Iranian pharmacists across the country gathered in front of the parliament on Wednesday protesting against the widespread corruption and the monopoly of the Iran’s Society Pharmacists.
“The Iran Pharmacists Association, whose members are the owners of pharmaceutical companies and pharmacies across the country, rather than being a representative for us and conveying our problems, has essentially become the lever of oppression pharmacists,” a pharmacist told Avatoday on condition of anonymity.
Two sources confirmed to Avatoday that some medicines, which are in shortage, have been offered at higher prices in the black market by some pharmacies.
“The process of getting a license for a pharmacy takes from 10 to 20 years, depending on the city and region” another pharmacist said, “alternatively, pharmacists need to pay 3 to 5 billion tomans ($120,000 to $200,000) to purchase a license.”
Most pharmacy owners in Iran are not pharmacists themselves but have bought licenses through members of the Pharmacists Association and the commanders of the Iranian Revolutionary Guard Corps (IRGC), and under a pharmacist’s name.
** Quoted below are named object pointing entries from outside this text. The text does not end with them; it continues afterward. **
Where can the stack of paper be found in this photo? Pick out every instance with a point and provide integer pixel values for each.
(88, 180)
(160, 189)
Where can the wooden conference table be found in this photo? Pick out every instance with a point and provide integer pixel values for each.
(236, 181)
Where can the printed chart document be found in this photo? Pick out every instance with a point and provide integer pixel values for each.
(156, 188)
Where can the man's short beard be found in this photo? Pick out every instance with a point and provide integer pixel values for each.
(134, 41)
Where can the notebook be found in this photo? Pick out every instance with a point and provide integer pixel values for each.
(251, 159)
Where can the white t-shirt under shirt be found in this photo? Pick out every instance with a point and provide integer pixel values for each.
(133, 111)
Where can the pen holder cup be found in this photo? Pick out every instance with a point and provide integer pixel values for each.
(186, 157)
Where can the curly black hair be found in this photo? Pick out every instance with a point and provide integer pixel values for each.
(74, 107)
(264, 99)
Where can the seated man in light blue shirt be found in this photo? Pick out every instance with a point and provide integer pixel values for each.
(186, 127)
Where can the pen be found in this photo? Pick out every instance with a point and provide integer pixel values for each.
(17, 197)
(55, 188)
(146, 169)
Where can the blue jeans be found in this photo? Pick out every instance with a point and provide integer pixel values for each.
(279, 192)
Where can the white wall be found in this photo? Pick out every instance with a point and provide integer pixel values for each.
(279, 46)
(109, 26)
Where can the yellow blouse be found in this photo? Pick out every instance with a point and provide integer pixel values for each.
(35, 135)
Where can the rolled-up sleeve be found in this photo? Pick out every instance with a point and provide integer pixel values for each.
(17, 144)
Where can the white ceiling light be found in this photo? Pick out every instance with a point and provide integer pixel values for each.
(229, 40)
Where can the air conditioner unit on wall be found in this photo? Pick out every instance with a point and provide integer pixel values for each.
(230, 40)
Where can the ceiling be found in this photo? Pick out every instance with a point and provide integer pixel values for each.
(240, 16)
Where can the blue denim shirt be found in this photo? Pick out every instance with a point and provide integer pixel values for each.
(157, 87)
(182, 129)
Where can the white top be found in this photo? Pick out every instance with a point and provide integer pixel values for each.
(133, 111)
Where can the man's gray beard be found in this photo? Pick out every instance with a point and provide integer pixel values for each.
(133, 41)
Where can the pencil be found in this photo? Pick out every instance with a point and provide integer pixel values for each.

Based on Avatoday's investigations, currently 70 to75% of Tehran's pharmacies belong to people other than professional pharmacists.
The main demand of the pharmacists is to change the structure of the Society Pharmacists in a way that its members are selected by pharmacists themselves.
Removing the establishment of pharmacies from the monopoly of certain individuals is also a demand of the protesters.